WASHINGTON (Reuters) - U.S. Supreme Court justices expressed doubt on Wednesday about a Massachusetts law that mandates a protective buffer zone around abortion clinics to allow patients unimpeded access, indicating they may strike it down as unconstitutional as demanded by anti-abortion protesters.
Challenging the 2007 law, anti-abortion activists say it violated their freedom of speech rights under the First Amendment of the U.S. Constitution by preventing them from standing on the sidewalk and speaking to people entering the clinics.
During a one-hour argument before the high court, a majority of the nine justices expressed concern that the law may be too broad. One justice, Elena Kagan, asked questions indicating she felt the size of the 35-feet (11 meter) no-entry zone for protesters around clinics was simply too big.
A narrow ruling overturning the law as too broad could give the state the opportunity to enact a new, less-restrictive statute.

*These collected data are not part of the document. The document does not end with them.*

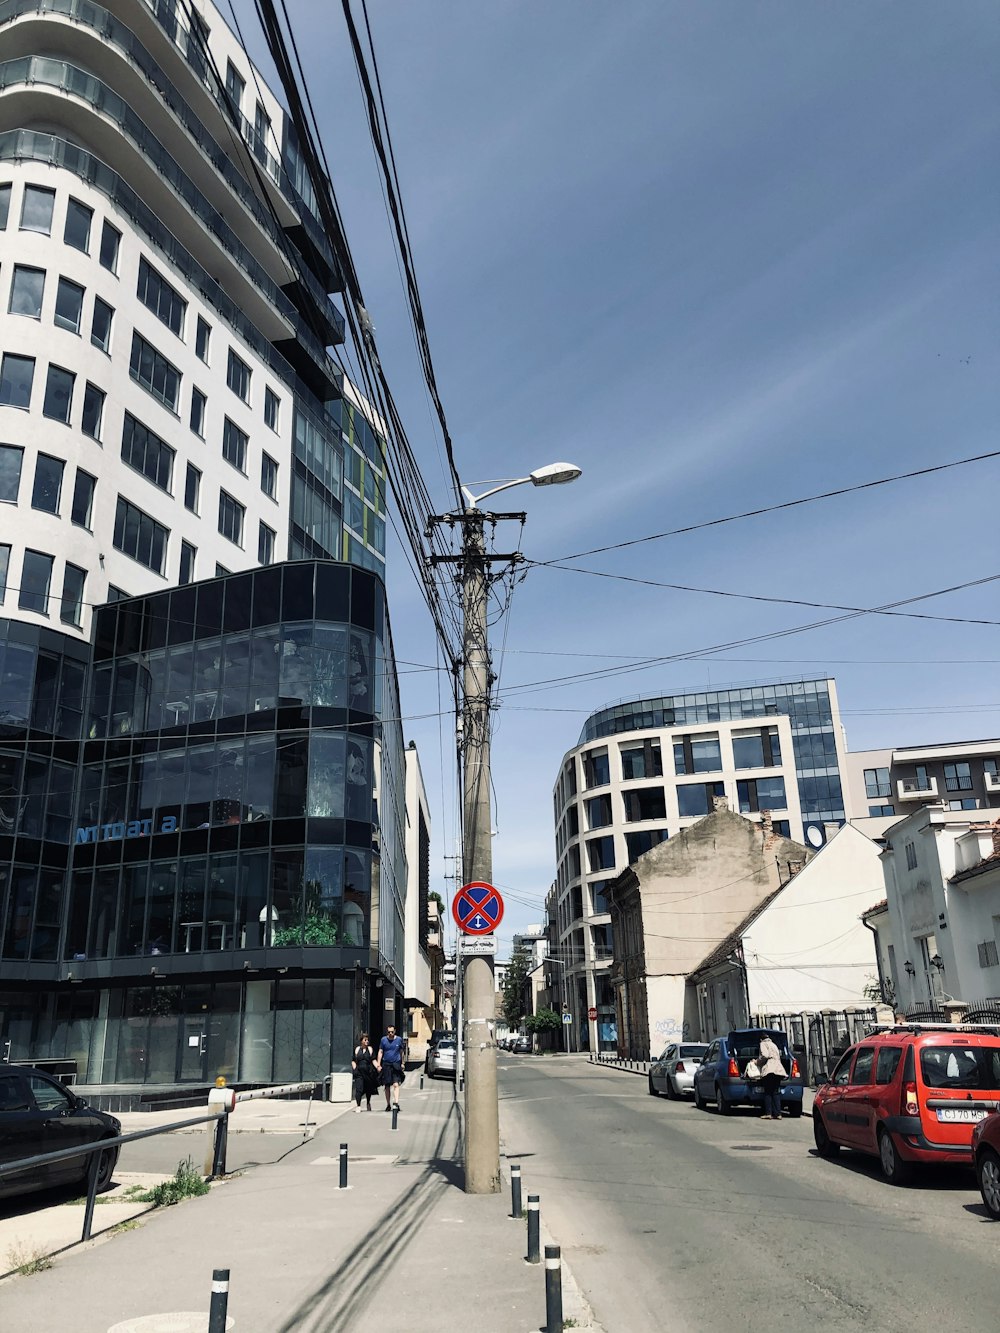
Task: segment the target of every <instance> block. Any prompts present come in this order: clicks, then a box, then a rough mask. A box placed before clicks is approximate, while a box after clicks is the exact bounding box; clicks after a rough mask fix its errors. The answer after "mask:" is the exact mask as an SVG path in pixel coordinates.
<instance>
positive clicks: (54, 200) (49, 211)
mask: <svg viewBox="0 0 1000 1333" xmlns="http://www.w3.org/2000/svg"><path fill="white" fill-rule="evenodd" d="M55 203H56V192H55V189H43V188H41V185H25V187H24V199H23V200H21V231H23V232H43V233H44V235H45V236H49V235H51V233H52V209H53V207H55Z"/></svg>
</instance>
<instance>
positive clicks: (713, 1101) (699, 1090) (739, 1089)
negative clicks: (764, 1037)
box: [695, 1028, 803, 1116]
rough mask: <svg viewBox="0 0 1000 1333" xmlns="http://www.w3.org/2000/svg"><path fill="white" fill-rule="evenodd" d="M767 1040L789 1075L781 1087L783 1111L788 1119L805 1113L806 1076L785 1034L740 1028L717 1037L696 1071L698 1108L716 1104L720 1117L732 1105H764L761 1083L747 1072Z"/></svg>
mask: <svg viewBox="0 0 1000 1333" xmlns="http://www.w3.org/2000/svg"><path fill="white" fill-rule="evenodd" d="M764 1037H771V1040H772V1041H773V1042H775V1045H776V1046H777V1049H779V1050H780V1053H781V1064H783V1065H784V1066H785V1074H787V1076H788V1077H787V1078H785V1081H784V1082H783V1084H781V1110H787V1112H788V1114H789V1116H801V1113H803V1076H801V1073H800V1070H799V1061H797V1060H796V1058H795V1054H793V1053H792V1048H791V1046H789V1045H788V1037H787V1036H785V1033H784V1032H777V1030H776V1029H773V1028H739V1029H736V1030H735V1032H729V1033H727V1034H725V1036H724V1037H716V1038H715V1041H712V1042H711V1044H709V1046H708V1050H707V1052H705V1056H704V1058H703V1061H701V1064H700V1065H699V1066H697V1068H696V1069H695V1105H696V1106H697V1108H699V1110H707V1109H708V1102H711V1101H713V1102H715V1104H716V1109H717V1110H719V1114H720V1116H727V1114H728V1113H729V1112H731V1110H732V1108H733V1106H761V1105H763V1102H764V1088H763V1084H761V1082H760V1080H753V1078H747V1074H745V1069H747V1065H748V1064H749V1062H751V1060H756V1058H757V1052H759V1050H760V1044H761V1041H763V1040H764Z"/></svg>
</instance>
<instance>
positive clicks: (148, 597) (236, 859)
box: [0, 561, 405, 1084]
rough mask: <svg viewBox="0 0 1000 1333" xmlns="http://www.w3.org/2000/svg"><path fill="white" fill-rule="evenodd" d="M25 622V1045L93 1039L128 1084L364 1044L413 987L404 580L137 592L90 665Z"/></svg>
mask: <svg viewBox="0 0 1000 1333" xmlns="http://www.w3.org/2000/svg"><path fill="white" fill-rule="evenodd" d="M4 628H5V633H7V639H5V640H4V641H3V643H0V649H1V657H3V676H1V677H0V678H1V680H3V682H4V689H5V694H4V697H5V698H7V700H8V701H9V704H8V708H7V710H5V716H4V722H3V726H1V728H0V772H1V773H3V777H1V778H0V781H1V782H3V785H1V786H0V908H1V910H3V916H1V917H0V921H1V922H3V934H1V936H0V960H1V961H0V1041H3V1042H9V1044H11V1054H12V1057H13V1058H73V1060H75V1061H76V1062H77V1068H79V1077H80V1078H81V1081H87V1082H104V1084H108V1082H119V1084H121V1082H124V1084H169V1082H185V1081H204V1080H207V1078H209V1077H215V1076H216V1074H217V1073H223V1074H227V1077H229V1078H232V1080H244V1081H247V1080H249V1081H272V1080H273V1081H289V1080H297V1078H323V1077H325V1076H327V1074H328V1073H329V1072H331V1070H337V1069H345V1068H348V1066H349V1056H351V1050H352V1049H353V1040H355V1034H356V1032H357V1030H359V1028H361V1026H369V1028H372V1029H373V1030H380V1028H381V1025H383V1024H384V1021H385V1001H387V998H389V1001H391V1002H392V1004H393V1006H397V998H400V997H401V993H403V978H401V973H403V912H404V898H405V852H404V841H403V838H404V826H405V814H404V810H403V782H401V770H403V736H401V730H400V722H399V701H397V694H396V685H395V665H393V660H392V644H391V639H389V627H388V617H387V612H385V596H384V589H383V584H381V580H380V579H379V577H377V576H376V575H373V573H369V572H367V571H360V569H352V568H349V567H348V565H343V564H332V563H319V561H303V563H293V564H285V565H284V567H281V568H269V569H259V571H256V572H251V573H244V575H231V576H228V577H224V579H217V580H211V581H208V583H203V584H199V585H192V587H185V588H179V589H175V591H173V592H168V593H159V595H153V596H149V597H136V599H129V600H125V601H120V603H116V604H113V605H111V607H105V608H103V609H101V611H100V612H99V613H97V617H96V636H95V645H93V655H92V661H91V663H89V664H88V661H87V655H85V653H81V652H80V648H79V647H77V645H76V644H73V643H72V641H67V640H65V639H64V637H63V636H53V635H44V633H43V635H39V633H37V632H36V631H33V628H31V627H23V625H17V624H15V623H9V621H7V623H5V625H4ZM60 640H61V641H60ZM15 684H16V690H15ZM9 705H15V706H9ZM375 978H377V982H379V985H377V986H376V985H375ZM393 1016H396V1014H395V1008H393V1013H392V1014H391V1018H392V1017H393ZM396 1017H397V1016H396Z"/></svg>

One of the main concerns raised by justices was the law does nothing to distinguish between protesters seeking to disrupt a clinic’s work and people who say they wish to quietly counsel women and try to persuade them not to have abortions.
It is not clear if the court would have the votes to go further than striking down the Massachusetts law and possibly overturn a 2000 Supreme Court precedent that upheld a similar buffer-zone law in Colorado.
Of the current nine justices, five were on the bench when that case, Hill v. Colorado, was decided.
The Massachusetts law was enacted in part because of safety concerns highlighted by violent acts committed against abortion providers in the past. In 1994, two abortion clinic workers were killed outside a clinic in Brookline, Massachusetts.
Among those critical of the Massachusetts law was Kagan, from the liberal wing of the court. At one point she noted the Massachusetts law “does have its problems.”
Kagan’s main concern appeared to be the size of the buffer zone.
“I guess I’m a little bit hung up on why you need so much space,” she told Massachusetts’ lawyer, Jennifer Miller.
Justice Stephen Breyer, another of the liberal justices, pressed Miller over whether state legislators, when debating the law, had sought to distinguish between people who wish to conduct “calm conversations” and those who are more disruptive. Miller said the evidence showed that even those attempting peaceful conversations could create congestion in front of the facility.
Justice Antonin Scalia, one of the most conservative members of the court, in particular seemed sympathetic to the plaintiffs in the case, who he said should not be described as “protesters” because they only desire to speak quietly to women entering the clinic.
“This is not a protest case,” he said. “These people don’t want to protest abortion. They want to talk to women who are about to get abortions and try to talk them out of it.”
The zone “might not be so bad” if it addressed only protesters, Scalia added.
Along similar lines, Justice Anthony Kennedy told Miller, that when enacting laws that restrict one type of speech, “you have a duty to protect speech that is lawful.”
Scalia and Kennedy were both in the minority in the 2000 Colorado case.
Not all the justices appeared as skeptical about the Massachusetts law.
Justice Ruth Bader Ginsburg focused mainly on the history of violence at abortion clinics and previous state efforts to stop disruptions, which the state says had not worked.
She noted that the state “doesn’t know in advance who are the well-behaved people and who are the people who won’t behave well.”
Ginsburg and Breyer were both in the majority in the 2000 case.
Justice Clarence Thomas, who was a dissenter in the 2000 case and would be expected to hold similar views now, did not speak during the argument, as is his custom. Chief Justice John Roberts, who was not on the bench when the earlier case was decided, said nothing as well.
The case specifically concerns people who want to protest outside three Planned Parenthood facilities that offer abortions in addition to other health services for women in Boston, Springfield and Worcester.
Two other states, Montana and Colorado, have similar laws. Municipal ordnances and court injunctions have also been used in various states to create similar buffer zones.
A ruling is expected by the end of June.
The case is McCullen v. Coakley, U.S. Supreme Court, No. 12-1168.